Parfois inconstant, et toujours un peu tendre défensivement, CJ McCollum a néanmoins répondu présent dans les fins de match. Surtout, malgré sa blessure, il ne se plaint pas.

Pas de solution miracle pour sa fracture

Dans ce fameux match de barrage, l’arrière des Blazers a terminé à 29 points, réussissant les tirs assassins dans les derniers instants. Plus la référence qui tue à Mike Tyson en interview postgame…

« J’adore Mike Tyson. C’est quelqu’un que je respecte beaucoup. Je ne le connais pas personnellement mais j’admire ce qu’il a fait pour la boxe. Et comment il bouge à plus de 50 ans ! C’est un specimen », raconte le Blazer avant de poursuivre, plus sérieusement. « J’ai dû changer la manière dont je dors, normalement je dors sur le ventre mais j’ai dû changer il y a deux semaines. C’est comme ça, il s’agit de tolérer et gérer la douleur. Il n’y a pas vraiment de solution pour ma fracture, vu là et comment elle est, il faut simplement du repos. Pour l’heure, je fais des soins et je me repose autant que possible mais en fin de compte, il faut faire avec la douleur. J’arrive à bien supporter ça, j’ai déjà joué avec pas mal de blessures dans ma carrière. »

Limité par ces douleurs permanentes dans le dos, CJ McCollum garde cependant bon espoir avant d’affronter l’ogre californien des Lakers. Les Blazers ne sont clairement pas favoris mais il faudra les sortir du tournoi. À l’instar de Gary Trent Jr. qui a sorti les griffes, Portland ne va certainement pas se laisser faire si facilement.

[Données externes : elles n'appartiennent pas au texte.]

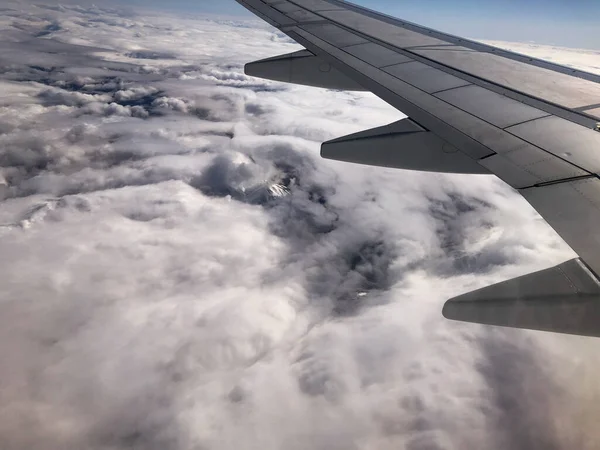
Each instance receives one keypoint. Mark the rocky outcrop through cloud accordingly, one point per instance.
(179, 269)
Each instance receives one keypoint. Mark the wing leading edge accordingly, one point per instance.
(472, 108)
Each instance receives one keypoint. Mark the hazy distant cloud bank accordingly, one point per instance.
(180, 270)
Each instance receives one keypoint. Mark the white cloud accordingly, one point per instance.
(181, 270)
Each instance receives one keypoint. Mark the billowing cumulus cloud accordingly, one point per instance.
(179, 269)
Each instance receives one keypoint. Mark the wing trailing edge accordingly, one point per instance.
(562, 299)
(401, 145)
(303, 68)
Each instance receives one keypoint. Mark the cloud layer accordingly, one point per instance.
(180, 270)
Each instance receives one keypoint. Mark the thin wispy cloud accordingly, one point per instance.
(179, 269)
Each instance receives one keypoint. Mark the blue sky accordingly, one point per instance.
(571, 23)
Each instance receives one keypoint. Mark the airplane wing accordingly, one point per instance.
(472, 108)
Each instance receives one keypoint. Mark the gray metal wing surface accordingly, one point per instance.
(472, 108)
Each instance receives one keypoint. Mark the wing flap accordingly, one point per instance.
(402, 145)
(563, 299)
(304, 68)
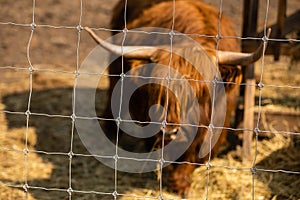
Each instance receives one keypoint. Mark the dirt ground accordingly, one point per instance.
(46, 168)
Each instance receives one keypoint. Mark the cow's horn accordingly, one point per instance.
(234, 58)
(134, 52)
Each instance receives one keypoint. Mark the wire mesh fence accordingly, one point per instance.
(42, 155)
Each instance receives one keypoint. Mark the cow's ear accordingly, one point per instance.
(231, 76)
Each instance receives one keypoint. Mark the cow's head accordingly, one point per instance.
(228, 63)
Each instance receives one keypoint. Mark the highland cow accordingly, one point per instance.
(201, 21)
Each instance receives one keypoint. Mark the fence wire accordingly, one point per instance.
(71, 154)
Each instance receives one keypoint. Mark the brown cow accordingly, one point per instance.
(191, 17)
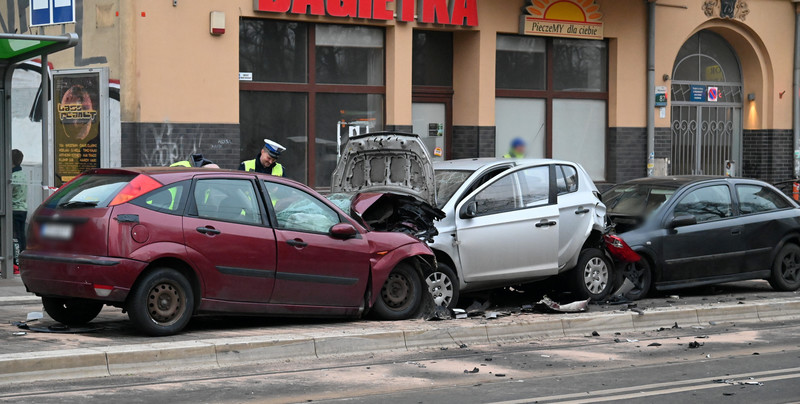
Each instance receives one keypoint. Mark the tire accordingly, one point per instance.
(641, 275)
(443, 286)
(161, 303)
(786, 269)
(72, 312)
(401, 294)
(593, 277)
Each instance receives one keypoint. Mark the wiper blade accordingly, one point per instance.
(77, 204)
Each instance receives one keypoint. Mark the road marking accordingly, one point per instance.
(695, 383)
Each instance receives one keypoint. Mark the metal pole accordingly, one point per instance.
(651, 83)
(44, 105)
(796, 95)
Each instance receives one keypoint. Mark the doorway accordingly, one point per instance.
(707, 104)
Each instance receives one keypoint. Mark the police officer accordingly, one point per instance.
(195, 160)
(517, 149)
(267, 160)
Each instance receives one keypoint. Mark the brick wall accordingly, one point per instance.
(767, 155)
(161, 144)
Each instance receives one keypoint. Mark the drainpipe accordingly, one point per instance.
(651, 83)
(796, 95)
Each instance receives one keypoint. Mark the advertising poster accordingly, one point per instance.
(76, 101)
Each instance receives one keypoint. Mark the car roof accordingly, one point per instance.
(478, 163)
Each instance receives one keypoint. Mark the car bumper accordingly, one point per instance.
(79, 276)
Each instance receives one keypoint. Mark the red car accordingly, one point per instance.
(166, 243)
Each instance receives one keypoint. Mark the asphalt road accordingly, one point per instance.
(729, 366)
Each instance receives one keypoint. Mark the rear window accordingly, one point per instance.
(88, 191)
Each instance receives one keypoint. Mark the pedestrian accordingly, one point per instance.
(195, 160)
(517, 149)
(267, 160)
(19, 198)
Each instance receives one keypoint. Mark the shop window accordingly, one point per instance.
(274, 51)
(344, 96)
(432, 63)
(521, 62)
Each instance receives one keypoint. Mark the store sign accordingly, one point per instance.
(448, 12)
(563, 18)
(76, 124)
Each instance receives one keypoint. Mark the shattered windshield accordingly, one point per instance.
(447, 183)
(636, 200)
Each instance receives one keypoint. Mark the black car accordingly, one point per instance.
(698, 230)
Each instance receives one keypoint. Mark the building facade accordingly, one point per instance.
(568, 76)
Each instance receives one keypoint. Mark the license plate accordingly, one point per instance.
(57, 231)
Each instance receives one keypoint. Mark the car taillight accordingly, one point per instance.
(139, 186)
(620, 250)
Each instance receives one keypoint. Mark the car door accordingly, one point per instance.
(228, 238)
(711, 247)
(508, 228)
(575, 212)
(315, 268)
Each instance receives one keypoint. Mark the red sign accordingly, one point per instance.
(452, 12)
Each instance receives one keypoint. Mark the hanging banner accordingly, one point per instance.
(563, 18)
(77, 122)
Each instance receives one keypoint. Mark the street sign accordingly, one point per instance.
(698, 93)
(49, 12)
(713, 94)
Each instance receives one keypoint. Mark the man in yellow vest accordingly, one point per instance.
(267, 160)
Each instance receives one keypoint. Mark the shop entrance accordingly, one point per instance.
(706, 107)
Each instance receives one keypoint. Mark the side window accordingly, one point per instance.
(298, 210)
(227, 200)
(706, 204)
(501, 196)
(535, 184)
(757, 199)
(168, 199)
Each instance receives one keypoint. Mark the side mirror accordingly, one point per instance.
(343, 231)
(470, 210)
(683, 220)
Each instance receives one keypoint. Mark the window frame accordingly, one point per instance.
(311, 88)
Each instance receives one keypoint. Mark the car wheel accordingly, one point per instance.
(592, 275)
(71, 311)
(786, 269)
(401, 294)
(642, 277)
(161, 303)
(443, 286)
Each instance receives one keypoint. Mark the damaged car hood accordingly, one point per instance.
(386, 162)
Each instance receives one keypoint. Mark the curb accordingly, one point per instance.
(229, 352)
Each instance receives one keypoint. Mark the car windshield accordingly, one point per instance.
(636, 200)
(447, 183)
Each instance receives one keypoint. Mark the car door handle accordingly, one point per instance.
(208, 230)
(297, 243)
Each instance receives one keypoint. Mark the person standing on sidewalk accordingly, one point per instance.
(266, 161)
(19, 198)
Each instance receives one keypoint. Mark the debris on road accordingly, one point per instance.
(574, 307)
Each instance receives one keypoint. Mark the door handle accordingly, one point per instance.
(297, 243)
(208, 230)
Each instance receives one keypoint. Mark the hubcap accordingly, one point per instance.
(166, 303)
(396, 293)
(595, 275)
(790, 267)
(441, 288)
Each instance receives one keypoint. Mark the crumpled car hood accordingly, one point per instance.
(386, 162)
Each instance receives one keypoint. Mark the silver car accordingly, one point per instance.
(506, 221)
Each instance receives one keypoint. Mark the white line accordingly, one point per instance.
(648, 387)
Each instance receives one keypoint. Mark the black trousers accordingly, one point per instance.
(19, 228)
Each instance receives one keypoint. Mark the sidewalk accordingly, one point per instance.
(216, 341)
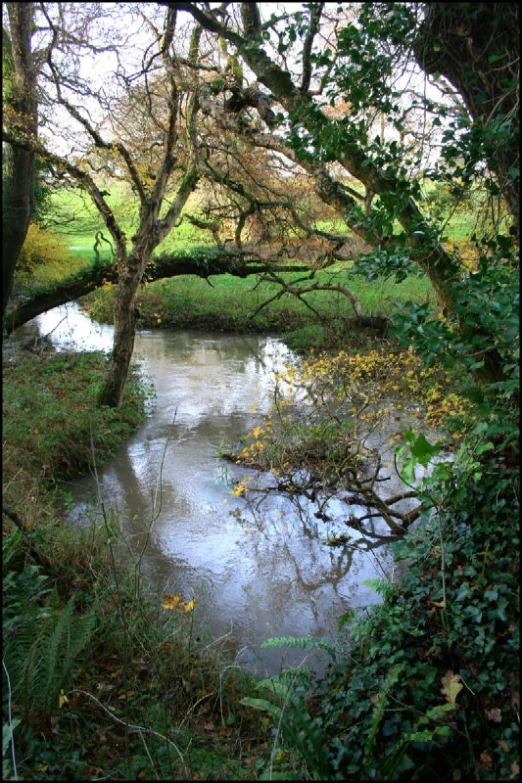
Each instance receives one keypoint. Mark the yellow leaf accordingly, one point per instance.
(451, 686)
(62, 699)
(172, 602)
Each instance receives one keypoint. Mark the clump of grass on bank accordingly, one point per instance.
(100, 679)
(50, 413)
(227, 303)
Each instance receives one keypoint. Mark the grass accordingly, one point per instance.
(142, 665)
(226, 303)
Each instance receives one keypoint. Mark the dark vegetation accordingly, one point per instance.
(100, 678)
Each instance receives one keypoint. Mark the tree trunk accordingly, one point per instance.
(20, 117)
(130, 274)
(476, 46)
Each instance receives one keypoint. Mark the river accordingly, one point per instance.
(254, 572)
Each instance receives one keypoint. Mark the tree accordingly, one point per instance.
(265, 112)
(360, 71)
(20, 120)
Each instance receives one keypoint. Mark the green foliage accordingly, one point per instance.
(42, 644)
(300, 642)
(50, 401)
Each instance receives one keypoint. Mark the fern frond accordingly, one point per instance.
(301, 642)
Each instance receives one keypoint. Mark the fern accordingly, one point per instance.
(301, 642)
(42, 651)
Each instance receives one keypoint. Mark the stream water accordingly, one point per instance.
(255, 572)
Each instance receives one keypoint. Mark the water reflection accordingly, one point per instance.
(259, 566)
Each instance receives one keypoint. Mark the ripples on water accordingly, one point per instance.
(255, 572)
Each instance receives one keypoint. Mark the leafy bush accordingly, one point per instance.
(426, 684)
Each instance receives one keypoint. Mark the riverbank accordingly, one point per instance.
(231, 304)
(131, 693)
(140, 696)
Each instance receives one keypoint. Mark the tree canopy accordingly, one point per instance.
(243, 120)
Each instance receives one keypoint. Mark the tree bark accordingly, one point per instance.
(440, 267)
(20, 117)
(94, 277)
(476, 46)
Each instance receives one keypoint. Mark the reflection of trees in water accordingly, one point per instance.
(314, 564)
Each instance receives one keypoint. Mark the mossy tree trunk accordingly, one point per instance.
(20, 119)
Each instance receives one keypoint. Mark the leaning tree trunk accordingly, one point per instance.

« Je ne suis pas surpris car j’ai vu le travail qu’il abat à l’entraînement. Et je sais personnellement ce que ça fait de savoir qu’on est prêt à jouer alors qu’on enchaîne les DNP. Ça te motive, ça te rend plus affamé encore et il prend tout ça très au sérieux. Il avait l’ADN NBA dans sa famille, donc il avait simplement besoin de travailler pour obtenir son opportunité. Et il l’a saisie. On savait qu’il pouvait tirer de loin mais c’est surtout sa mentalité défensive qui lui ont permis de trouver le terrain, et d’y rester. »

Comparant l’expérience de la « bulle » NBA au processus d’avant-Draft, c’est-à-dire une longue période de temps loin des siens concentrée uniquement sur le basket, CJ McCollum sait pourquoi il est à Orlando. Les Blazers aussi.